— Погоди, — остановил Нил. — Я сам скомандую. Средний вперед! Полный вперед…
Уже через несколько минут наш пароходик задрожал от напряжения, загрохотали шатуны, застукали гребные колеса, и наш пароходик рванулся вперед, как раненый зверь, он был истощен в борьбе за жизнь, лесной зверь, продравшийся сквозь колючий можжевельник, по пенным розовым волнам Иван-чая, среди папоротников и желтого зверобоя, через канавы и густо посаженные молодые елочки, буквально ползком, ползком к живительной воде Таруски, обшивка, конечно, облезла, переборки прогнили, сломались, днище все в пробоинах, ребра-шпангоуты от тяжелого запаленного дыхания раздулись, готовые лопнуть, но форштевень еще грозно разрезал воздух — потому что дикий зверь и есть наша надежда, наша несокрушимая мечта и гордость, да и верхняя палуба еще пока держалась… Нет, ничего, жизнь нам представлялась вполне возможной, даже роскошной, потому что никто и ничто не могли нам ничего указать, и наши сердца, чувствуя полное освобождение, открылись ровному грохоту коленчатого вала, и мы давно уже перестали обращать внимание на качку.
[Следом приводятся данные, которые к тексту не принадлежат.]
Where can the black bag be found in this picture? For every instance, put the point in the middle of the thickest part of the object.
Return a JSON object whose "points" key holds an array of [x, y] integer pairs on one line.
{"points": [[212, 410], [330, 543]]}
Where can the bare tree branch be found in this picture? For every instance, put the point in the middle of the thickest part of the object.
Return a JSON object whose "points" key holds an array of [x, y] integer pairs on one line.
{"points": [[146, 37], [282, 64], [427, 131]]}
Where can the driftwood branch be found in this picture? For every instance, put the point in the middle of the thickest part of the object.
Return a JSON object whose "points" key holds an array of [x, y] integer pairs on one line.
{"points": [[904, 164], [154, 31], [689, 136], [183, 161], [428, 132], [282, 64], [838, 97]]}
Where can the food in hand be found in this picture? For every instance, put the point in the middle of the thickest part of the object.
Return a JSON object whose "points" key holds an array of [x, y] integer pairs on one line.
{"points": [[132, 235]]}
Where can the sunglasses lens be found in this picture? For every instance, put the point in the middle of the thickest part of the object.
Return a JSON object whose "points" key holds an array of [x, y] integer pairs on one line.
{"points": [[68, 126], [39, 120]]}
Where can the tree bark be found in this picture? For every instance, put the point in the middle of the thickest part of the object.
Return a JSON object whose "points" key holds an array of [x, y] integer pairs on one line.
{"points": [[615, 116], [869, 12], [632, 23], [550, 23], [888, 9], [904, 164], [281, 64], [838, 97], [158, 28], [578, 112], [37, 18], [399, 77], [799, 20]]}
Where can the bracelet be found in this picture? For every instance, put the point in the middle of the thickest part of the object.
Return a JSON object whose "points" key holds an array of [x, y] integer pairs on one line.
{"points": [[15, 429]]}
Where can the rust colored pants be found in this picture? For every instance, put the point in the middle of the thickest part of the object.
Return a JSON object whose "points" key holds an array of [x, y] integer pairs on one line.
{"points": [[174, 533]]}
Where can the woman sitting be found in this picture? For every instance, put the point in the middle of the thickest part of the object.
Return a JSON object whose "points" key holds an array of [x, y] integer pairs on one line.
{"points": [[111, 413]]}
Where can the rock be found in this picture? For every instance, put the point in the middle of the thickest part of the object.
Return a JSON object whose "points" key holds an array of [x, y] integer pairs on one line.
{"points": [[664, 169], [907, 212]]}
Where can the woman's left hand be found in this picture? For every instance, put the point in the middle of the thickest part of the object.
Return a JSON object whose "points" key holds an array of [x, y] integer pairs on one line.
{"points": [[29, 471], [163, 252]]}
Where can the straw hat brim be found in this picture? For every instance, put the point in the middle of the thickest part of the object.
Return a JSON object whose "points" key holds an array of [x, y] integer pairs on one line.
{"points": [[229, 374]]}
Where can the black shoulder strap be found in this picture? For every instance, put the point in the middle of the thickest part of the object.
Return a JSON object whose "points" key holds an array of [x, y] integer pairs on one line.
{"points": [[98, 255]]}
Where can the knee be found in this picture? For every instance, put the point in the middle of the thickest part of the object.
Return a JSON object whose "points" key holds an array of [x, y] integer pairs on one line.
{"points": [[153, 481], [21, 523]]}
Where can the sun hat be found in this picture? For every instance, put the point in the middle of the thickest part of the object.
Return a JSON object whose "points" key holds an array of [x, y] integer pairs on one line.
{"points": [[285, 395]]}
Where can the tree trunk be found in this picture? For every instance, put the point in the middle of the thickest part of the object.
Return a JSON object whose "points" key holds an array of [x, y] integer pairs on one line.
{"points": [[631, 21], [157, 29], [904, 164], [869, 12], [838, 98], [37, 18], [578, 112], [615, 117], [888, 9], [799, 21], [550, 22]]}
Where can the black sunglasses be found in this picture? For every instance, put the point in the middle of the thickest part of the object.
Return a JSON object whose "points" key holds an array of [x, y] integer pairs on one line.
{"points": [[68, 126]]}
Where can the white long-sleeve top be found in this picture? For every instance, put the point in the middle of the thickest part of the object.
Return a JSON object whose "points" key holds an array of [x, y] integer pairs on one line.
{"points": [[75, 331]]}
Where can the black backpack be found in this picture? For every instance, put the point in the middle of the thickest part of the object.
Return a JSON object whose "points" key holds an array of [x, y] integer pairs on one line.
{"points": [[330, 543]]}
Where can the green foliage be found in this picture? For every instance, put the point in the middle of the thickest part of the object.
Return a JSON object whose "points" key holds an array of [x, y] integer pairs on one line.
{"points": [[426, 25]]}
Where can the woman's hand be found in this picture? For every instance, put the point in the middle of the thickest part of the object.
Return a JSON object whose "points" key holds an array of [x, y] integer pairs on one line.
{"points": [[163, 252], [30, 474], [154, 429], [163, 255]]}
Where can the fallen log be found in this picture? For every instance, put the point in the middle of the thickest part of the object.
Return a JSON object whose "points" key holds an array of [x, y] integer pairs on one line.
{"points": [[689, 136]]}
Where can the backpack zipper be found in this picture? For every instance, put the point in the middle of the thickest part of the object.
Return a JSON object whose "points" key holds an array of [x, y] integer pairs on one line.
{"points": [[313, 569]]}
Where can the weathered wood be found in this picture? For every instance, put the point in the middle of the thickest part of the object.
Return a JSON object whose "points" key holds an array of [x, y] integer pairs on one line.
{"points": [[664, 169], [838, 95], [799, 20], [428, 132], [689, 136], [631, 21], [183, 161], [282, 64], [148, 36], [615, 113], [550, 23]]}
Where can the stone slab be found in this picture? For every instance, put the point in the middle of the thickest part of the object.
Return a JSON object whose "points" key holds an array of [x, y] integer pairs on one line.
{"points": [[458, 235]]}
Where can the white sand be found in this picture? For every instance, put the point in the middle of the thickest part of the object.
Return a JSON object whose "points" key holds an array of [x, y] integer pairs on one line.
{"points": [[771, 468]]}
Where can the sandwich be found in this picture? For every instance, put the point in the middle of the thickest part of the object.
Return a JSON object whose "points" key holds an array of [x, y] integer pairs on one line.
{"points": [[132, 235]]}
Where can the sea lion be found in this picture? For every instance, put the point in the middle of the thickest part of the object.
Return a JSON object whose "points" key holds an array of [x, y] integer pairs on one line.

Миша профессионально открывал очередную бутылку, а я, укрепив мольберт, попробовал опять заняться Лешкиным портретом…
— Скоро, ребята, Бриндизи, огни Бриндизи, — пробормотал Нил. Все устремились к иллюминаторам, и я тоже не выдержал, оставил мольберт… нет, несправедливо обвинять нас, что мы циферблат без стрелки. Впрочем, может, это и так. Но мы ищем эти стрелки — и прилипли жаркими от выпитого вина лицами к стеклам иллюминаторов. Глаза застилал пот…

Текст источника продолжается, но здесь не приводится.